The record of the evidence in the light most favorable to Rogers discloses that he was not entitled to a self-defense instruction. As previously mentioned, Rogers testified that, on the night of the incident, he thought that Lisa Rogers had used cocaine. He then alleges that she would often become violent when she used cocaine, and that he feared for his safety. He also claimed that he had been recently accosted by two strangers, apparently on Lisa’s behalf. Finally, he testified that when he went to retrieve his gun that he heard Lisa say that someone was getting a .22 caliber gun. Because he knew that he did not have such a weapon, and he thought that Lisa also knew that he didn’t own one, he then thought that someone was going to shoot him.

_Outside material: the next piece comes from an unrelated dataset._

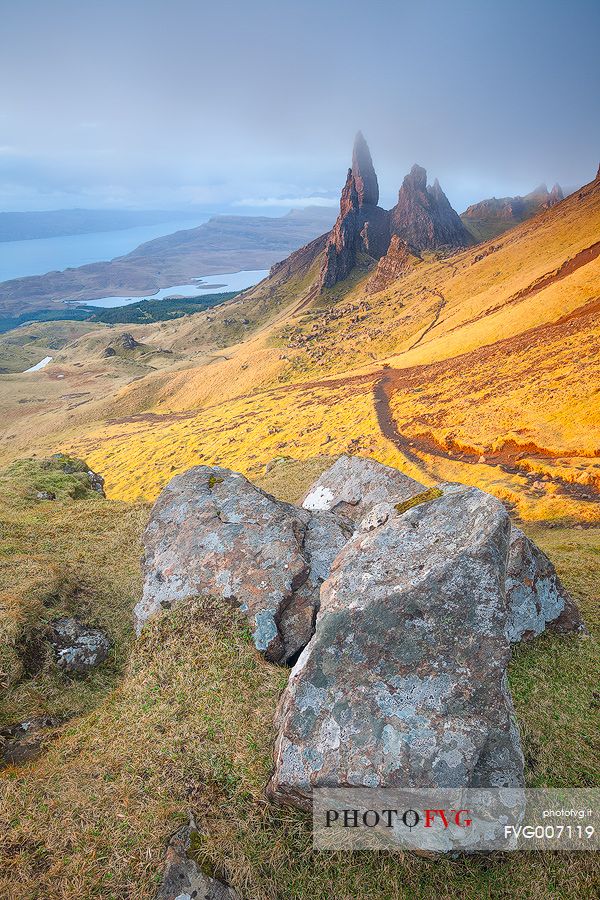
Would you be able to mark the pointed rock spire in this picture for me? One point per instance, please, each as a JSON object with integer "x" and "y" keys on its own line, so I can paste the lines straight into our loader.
{"x": 423, "y": 216}
{"x": 363, "y": 172}
{"x": 361, "y": 227}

Applying the facts of the case to the four elements necessary to use deadly force in self-defense, Rogers cannot justify the submission of instructions on self-defense. Rogers cannot establish a real or apparently real necessity for him to have killed in order to save himself from an immediate danger of serious bodily injury or death. Neither past threats nor Ms. Rogers alleged drug use presented an immediate danger of death or serious bodily harm. There was no evidence that any of the people in the crowd displayed a weapon of any kind, or that any of them so much as crossed the street to approach him. The fact that he heard Ms. Rogers say someone was going for a .22 was not, alone, sufficient to establish a real or apparently real necessity for him to have killed Ms. Rogers.
Even if the facts did support a reasonable cause to believe that defendant was in immediate danger of death or serious bodily injury, according to his own testimony, Rogers had retreated to his truck and could have simply driven away. Where a person is capable of removing himself from the scene, self-defense is not justified. State v. Powers, 913 S.W.2d 138, 141-42 (Mo.App.1996). The trial court correctly determined that, as a matter of law, the defendant’s firing of the gun was not justified as self-defense. Therefore, the trial court was compelled to reject Roger’s request for the self-defense instruction. Point II is denied. The judgment is affirmed.
All concur.
. All statutory references are to RSMo.1994 unless otherwise indicated.
. The Court in Parkhurst addressed the issue in a much different context. There the Court was determining whether the defendant could argue self defense when charged with exhibiting a weapon in an angry or threatening manner. The court, citing State v. Ruffin, 535 S.W.2d 135 (Mo.App.1976), held that the defendant could argue self-defense only if the facts justified the use of deadly force. State v. Parkhurst, 845 S.W.2d at 36.